Bar humbug
This is where blogging comes into its own, an opportunity to release some built up tension?
God I hate Christmas at work. It's the Christmas party on Friday and people have become utterly pre-occupied by it. It's like they've never been out before. We're a small company, so we're going to a theme night in Bracknell designed for small companies, it's called something like Red Hot in Rio and sounds like hell on earth. It's going to be all novelty ties and inappropriate sexual suggestions - it's so The Office it's unreal.
'Is everyone excited about Friday' Said the girl who job appears to consist of acting as an ambassador of fun for the company.
The temptation to tell her to fuck right off was almost overwhelming, instead I showed my disdain by not looking up from my keyboard and asking what we were supposed to wear. She was horrified I didn?t know because she's been planning her outfit since fucking October.
On top of that comes the office phenomenon of Secret Santa. We're operating a kind of Secret Santa style present buying operation amongst the family this year, which is fine, we want to buy presents for these people.
I have no desire to buy a present for anyone here at work. We did it last year, and it's slowly come back to me that the person I bought for was positively offended by the £5 piece of crap I bought them. They don't know it was me, and it wasn't offensive in the obscene sense, but it was a piece of crap. This is because a. I had £5 to spend, b. I didn't know this person from Adam and c. I had no enthusiasm for the concept.
I can be a generous and creative present buyer when I want to be. Emma has benefited from Off-Roading, Simon from rally driving, and my dad was positively enthused during the series of exotic novelty fruits. But people at work?
The reason I'm blogging this is because I'm tempted to come clean and announce it was me and that I don't care because the shitty clock I got went straight in the bin at the garage before I got home. I wasn't offended by receiving this turd of a present, because I have the half a brain that is needed to know that Secret Santa is nothing more than a meaningless token effort that is only fun for compulsive present buyers who would buy presents for dead cows given half the chance.
How dare they be offended? What the hell did they expect? It?s a secret, so you can?t ask for a list, and it's £5 so your not getting a Ferrari. It is a scheme forced on us by the ambassadors of fun, which means it has appeal to the lowest common denominator.

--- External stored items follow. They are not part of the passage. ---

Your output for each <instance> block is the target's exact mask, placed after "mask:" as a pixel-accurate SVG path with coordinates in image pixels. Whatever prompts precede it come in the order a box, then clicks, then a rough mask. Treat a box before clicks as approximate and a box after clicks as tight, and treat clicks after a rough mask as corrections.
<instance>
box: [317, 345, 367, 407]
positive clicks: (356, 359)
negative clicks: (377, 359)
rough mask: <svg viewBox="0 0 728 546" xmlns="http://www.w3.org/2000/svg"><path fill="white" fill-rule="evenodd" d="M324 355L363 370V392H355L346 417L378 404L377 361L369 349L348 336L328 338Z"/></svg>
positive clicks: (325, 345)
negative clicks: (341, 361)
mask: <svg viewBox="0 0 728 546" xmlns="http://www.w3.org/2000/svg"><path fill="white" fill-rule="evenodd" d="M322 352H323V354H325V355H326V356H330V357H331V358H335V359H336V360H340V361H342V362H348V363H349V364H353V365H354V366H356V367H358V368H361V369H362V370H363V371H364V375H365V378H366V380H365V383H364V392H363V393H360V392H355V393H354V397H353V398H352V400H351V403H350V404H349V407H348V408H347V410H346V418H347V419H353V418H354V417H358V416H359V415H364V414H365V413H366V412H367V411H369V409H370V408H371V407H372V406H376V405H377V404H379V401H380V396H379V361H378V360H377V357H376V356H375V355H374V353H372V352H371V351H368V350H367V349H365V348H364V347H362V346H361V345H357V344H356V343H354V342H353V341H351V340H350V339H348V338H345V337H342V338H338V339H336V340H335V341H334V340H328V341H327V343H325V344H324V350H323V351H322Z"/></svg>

So distressed was this person at the present I got them, that this year they've doubled the budget and allowed each person to give some suggestions. The slip of paper I picked includes Night Watch by Terry Pratchett, which helpfully someone has put in brackets: - (A book). I feel like storming downstairs and banging on the desk and shouting "I KNOW IT'S A BOOK NOW DO YOU KNOW WHAT A KORG KAOSS 2 IS?" before walking out.